Au-delà des charges, qui pèsent désormais pour 39,1% dans les dépenses de logement des locataires du parc social (contre 37,2% en 2019), les loyers eux-mêmes progressent. Le loyer moyen hors charges s'est établi à 442 euros en 2024 (+3,5% en un an). Une hausse globale qui interroge la vocation d'accessibilité du parc. Serge Bossini s'en inquiète ouvertement : "Aujourd'hui, l'augmentation des loyers dans le parc social est découplée de la hausse des revenus des ménages qui font partie des 30% les plus modestes, ce qui est une source de préoccupation générale."

Un parc saturé où la rotation s’essouffle

Face à ces coûts, la demande de logement social n'a pourtant jamais été aussi forte. En 2024, 4,1 millions de demandes ont été actives au moins un jour (dont plus de 1 million en Île-de-France), soit une augmentation de 600.000 demandes par rapport à 2019. Plus de 1 million de nouvelles demandes sont enregistrées chaque année, pour un volume équivalent de radiations ou d’attributions. Ce flux massif s'explique par une éligibilité théorique très large : 71% des ménages français peuvent prétendre à un logement social (sous les plafonds PLS) et 54% ont accès aux logements PLUS, les plus répandus.

Le profil des demandeurs évolue lui aussi rapidement. Près d'une demande sur deux (48%) émane désormais d'une personne seule (contre 38% dans la population globale), une catégorie en hausse de 28% depuis 2019. Les ressources moyennes des demandeurs restent modestes, s'élevant à 1.400 euros par mois et par unité de consommation, bien que la majorité d'entre eux (52%) déclarent occuper un emploi.

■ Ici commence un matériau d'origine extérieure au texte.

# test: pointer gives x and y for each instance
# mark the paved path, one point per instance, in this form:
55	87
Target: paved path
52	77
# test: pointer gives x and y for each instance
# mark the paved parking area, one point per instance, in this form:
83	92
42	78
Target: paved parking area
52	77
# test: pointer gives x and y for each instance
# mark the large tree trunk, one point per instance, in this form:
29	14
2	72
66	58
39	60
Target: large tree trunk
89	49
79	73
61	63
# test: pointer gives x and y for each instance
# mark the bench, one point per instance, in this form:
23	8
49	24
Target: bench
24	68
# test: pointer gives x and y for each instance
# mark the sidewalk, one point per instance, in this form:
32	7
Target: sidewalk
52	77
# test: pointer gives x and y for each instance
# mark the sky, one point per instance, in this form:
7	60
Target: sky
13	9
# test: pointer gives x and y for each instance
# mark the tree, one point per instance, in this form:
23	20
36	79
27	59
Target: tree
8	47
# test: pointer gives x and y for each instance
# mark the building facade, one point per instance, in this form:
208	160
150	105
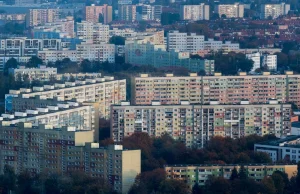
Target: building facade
194	12
63	150
225	89
200	174
230	10
95	14
274	10
105	91
194	125
37	17
95	32
157	56
286	149
42	73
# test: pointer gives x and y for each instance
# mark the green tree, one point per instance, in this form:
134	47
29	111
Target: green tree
171	186
234	174
243	173
34	61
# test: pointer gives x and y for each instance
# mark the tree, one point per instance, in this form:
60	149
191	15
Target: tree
11	63
171	186
223	16
279	182
268	185
234	174
86	66
243	173
117	40
34	61
8	180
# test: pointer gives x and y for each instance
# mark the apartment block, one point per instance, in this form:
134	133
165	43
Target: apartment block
192	43
200	174
37	17
148	12
96	52
62	114
62	150
42	73
105	91
127	12
230	10
270	61
195	124
91	31
255	57
194	12
157	56
274	10
53	56
65	28
225	89
95	13
24	47
282	149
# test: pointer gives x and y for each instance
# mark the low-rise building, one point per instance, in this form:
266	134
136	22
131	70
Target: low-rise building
192	174
42	73
286	149
62	150
195	124
105	91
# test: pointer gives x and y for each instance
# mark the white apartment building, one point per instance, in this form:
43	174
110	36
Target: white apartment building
192	43
274	10
96	52
37	17
128	32
53	56
64	114
105	91
230	10
20	47
127	12
148	12
255	57
194	12
42	73
64	26
282	149
270	61
94	32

Pour autant, obtenir un logement social s'apparente de plus en plus à un parcours du combattant. Le nombre d'attributions s'est établi à 384.000 logements en 2024, marquant un recul sensible de 15% par rapport à 2019. Ce blocage provient directement d'une baisse historique de la rotation au sein du parc : le taux de mobilité est tombé à 7,7% en 2024 (contre 9,5% en 2019). Le phénomène est particulièrement aigu dans les zones très tendues, comme la zone A bis, où le taux de mobilité s'effondre à 5,0%. Les locataires, faute d'alternatives abordables dans le parc privé, préfèrent rester dans leur logement, ce qui réduit d'autant les opportunités pour les nouveaux demandeurs.

Des bailleurs solides 

Malgré ce contexte de crise, le secteur de la gestion du logement social affiche une santé financière globalement préservée. Le chiffre d'affaires cumulé des organismes de logement social (OLS) a atteint 31,6 milliards d'euros en 2024 (+1,4% sur un an). Selon l'Ancols, 92% des bailleurs sociaux disposent d'une situation financière solide, leur offrant des marges de manœuvre pour investir ou mobiliser l'emprunt. Toutefois, la hausse des taux d'intérêt, notamment celle du Livret A à 3%, sur lequel sont indexés une grande partie des prêts contractés par les bailleurs sociaux, pèse sur leurs comptes. Les frais financiers accrus réduisent l'autofinancement courant de certains opérateurs. Ainsi, 40 organismes se situent désormais en deçà des seuils de vigilance financière de l'agence, contre 34 l'année précédente. Une fragilisation à surveiller alors que le besoin de réhabilitation, notamment thermique, et de construction neuve reste significatif pour répondre à la crise du secteur.